He went into the men’s room, grateful for the light. A man, cigarette dangling, stood at the urinal, so he went into the stall. What if there was someone in the stall tomorrow? What did he do, keep going back until it was empty? He pulled the chain, looking up at the flush box mounted on the wall. He’d imagined a toilet with a back, a convenient shelf. Where did you leave the ticket, on the paper dispenser? Why had his father changed his mind? The man at the urinal said something in Czech over the plywood wall, hearty, maybe a joke about the effects of beer on the bladder, but it could have been anything. What if someone spoke to him? Nick just nodded to him blandly when he came out, not even stopping to wash his hands, afraid of being caught out by language. He pushed open the door to a round of applause.
“Aren’t they wonderful?” Molly said brightly. “There’s one more set. Want to sit?”
“No. Do you really want to stay?”
“You don’t like mimes. Here, finish this.” She handed him a brandy. “Ten minutes, okay?”
He took a long pull on the drink to burn away his mood. When he looked up over the glass, a shadow had come out of the wall.
“We meet again,” Marty Bielak said. “You seem to be everywhere tonight.”
“That makes two of us.”
“Well, a nightcap.” He held up his glass. Where else had he been? The Alcron. The Cafe Slavia. The legman making his rounds. Items for tomorrow’s column. Just like the old days. The Stork. The Blue Angel. Another iron curtain joke. Cafe society was still alive here, lounge lizards and all.
“They’re terrific, aren’t they?” Bielak said, nodding toward the mime troupe. “I never get tired of them.”
“You’ve seen them a lot?”
“Well, there aren’t so many clubs here.” He took a drink, standing closer. “I see you met one of our local celebrities.” Prodding. “At the concert. He didn’t introduce himself?” Insistent now, close.

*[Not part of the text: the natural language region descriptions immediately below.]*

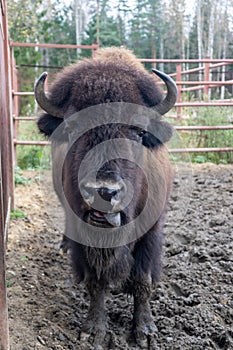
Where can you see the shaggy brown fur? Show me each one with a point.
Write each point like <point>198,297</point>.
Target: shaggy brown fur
<point>114,75</point>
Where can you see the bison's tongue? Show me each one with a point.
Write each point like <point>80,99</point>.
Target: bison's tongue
<point>113,219</point>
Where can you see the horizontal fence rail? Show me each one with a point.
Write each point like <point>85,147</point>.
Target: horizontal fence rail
<point>184,85</point>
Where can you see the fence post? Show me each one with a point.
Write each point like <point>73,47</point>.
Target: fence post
<point>4,336</point>
<point>179,87</point>
<point>15,102</point>
<point>206,78</point>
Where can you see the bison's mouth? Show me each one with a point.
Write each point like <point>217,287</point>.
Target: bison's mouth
<point>100,219</point>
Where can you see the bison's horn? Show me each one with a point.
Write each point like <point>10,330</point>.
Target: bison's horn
<point>169,101</point>
<point>43,100</point>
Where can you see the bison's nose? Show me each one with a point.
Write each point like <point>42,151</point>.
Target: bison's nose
<point>103,196</point>
<point>107,193</point>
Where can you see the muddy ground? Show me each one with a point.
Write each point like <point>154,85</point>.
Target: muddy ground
<point>193,303</point>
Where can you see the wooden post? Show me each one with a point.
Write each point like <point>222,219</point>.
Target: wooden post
<point>206,78</point>
<point>179,87</point>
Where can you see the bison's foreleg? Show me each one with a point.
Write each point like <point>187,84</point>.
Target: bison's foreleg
<point>143,325</point>
<point>95,324</point>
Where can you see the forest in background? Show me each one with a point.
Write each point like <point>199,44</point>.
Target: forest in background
<point>151,28</point>
<point>169,29</point>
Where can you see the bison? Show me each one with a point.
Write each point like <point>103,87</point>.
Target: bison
<point>112,175</point>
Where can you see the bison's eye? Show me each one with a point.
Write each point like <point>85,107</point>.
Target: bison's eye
<point>141,133</point>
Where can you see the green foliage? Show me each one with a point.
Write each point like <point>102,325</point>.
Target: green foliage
<point>30,157</point>
<point>19,178</point>
<point>210,116</point>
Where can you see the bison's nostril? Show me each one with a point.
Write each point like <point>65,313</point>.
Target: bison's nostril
<point>107,193</point>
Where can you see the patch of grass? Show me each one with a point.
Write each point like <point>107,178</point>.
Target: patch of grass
<point>17,214</point>
<point>20,179</point>
<point>30,157</point>
<point>209,116</point>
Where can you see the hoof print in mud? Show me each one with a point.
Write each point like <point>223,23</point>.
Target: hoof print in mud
<point>94,331</point>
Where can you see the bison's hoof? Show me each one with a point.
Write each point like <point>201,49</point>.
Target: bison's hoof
<point>65,244</point>
<point>94,331</point>
<point>144,333</point>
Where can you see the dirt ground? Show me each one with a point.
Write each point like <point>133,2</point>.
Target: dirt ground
<point>193,303</point>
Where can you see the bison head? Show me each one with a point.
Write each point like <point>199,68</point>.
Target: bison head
<point>108,153</point>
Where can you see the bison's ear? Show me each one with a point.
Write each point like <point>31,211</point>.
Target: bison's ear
<point>159,132</point>
<point>47,124</point>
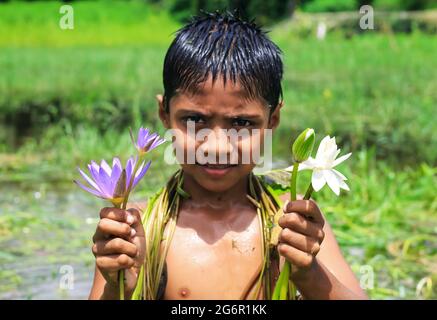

Nick wasn’t sure what to answer. How would it be reported? But Bielak was waiting, his lips wet with drink.
“Yes,” Nick said finally. “I thought he was in Moscow.”
Bielak nodded, his air confiding. “He married a Czech. A bourgeoise.” The term threw Nick, some bizarre leftover from the old party meetings, those hours of dialectic and self-discipline. But Bielak didn’t hear it as an anachronism, and when he saw Nick’s look, he said, “Of course, not now.”
“I didn’t know,” Nick said vaguely.
“What did he say? I’d be curious.” He had leaned even closer, his whole body a kind of insinuation.
“Not much. How I liked the concert,” Nick said. But this wasn’t going to be enough. “I think he was a little disappointed that I didn’t recognize him.”
“Too much?” But Bielak seemed pleased. “Yes. He used to be famous, you see.” He shook his head. “Nobody remembers, do they?” Delighted somehow, a press agent watching a falling star.
“We have to go,” Nick said, signaling to Molly.
“So soon? They’re not finished.”
“No, but I am. We have to be up early.”
Why had he said that? Bielak, however, was smiling, amused.
“Young people,” he said. “In my day, we could dance all night.” So he had watched. Was still watching. “One more drink?” Was it possible he just didn’t want to go home? The empty apartment.
“Thanks, some other time. Molly?”
Bielak nodded and raised his fingers from the glass in a kind of wave. “I’ll see you around,” he said, his voice pleasant, not sinister at all.
Back in the street, Nick was rattled. A chance meeting? What if he was around tomorrow? In the lobby. At the station itself. As they walked along the street he found himself looking to the side, expecting shadows to move. It’s simple, his father had said. But it wasn’t. A quarrel with Molly? Who would believe it? Not Bielak, making his rounds. Nobody just got on a train, not here. Why risk it, all of a sudden? He started picking the story apart, uneasy.
Later it was worse. When Molly fell asleep curled next to him, he stared at the street light on the ceiling, looking for microphones that might not be there. You always brought me luck. Something was wrong. And what would Vienna be like? More cat and mouse. He wanted to turn his mind off, sleep, but instead he lay still with dread, awake with night fears, the ones that didn’t even have names.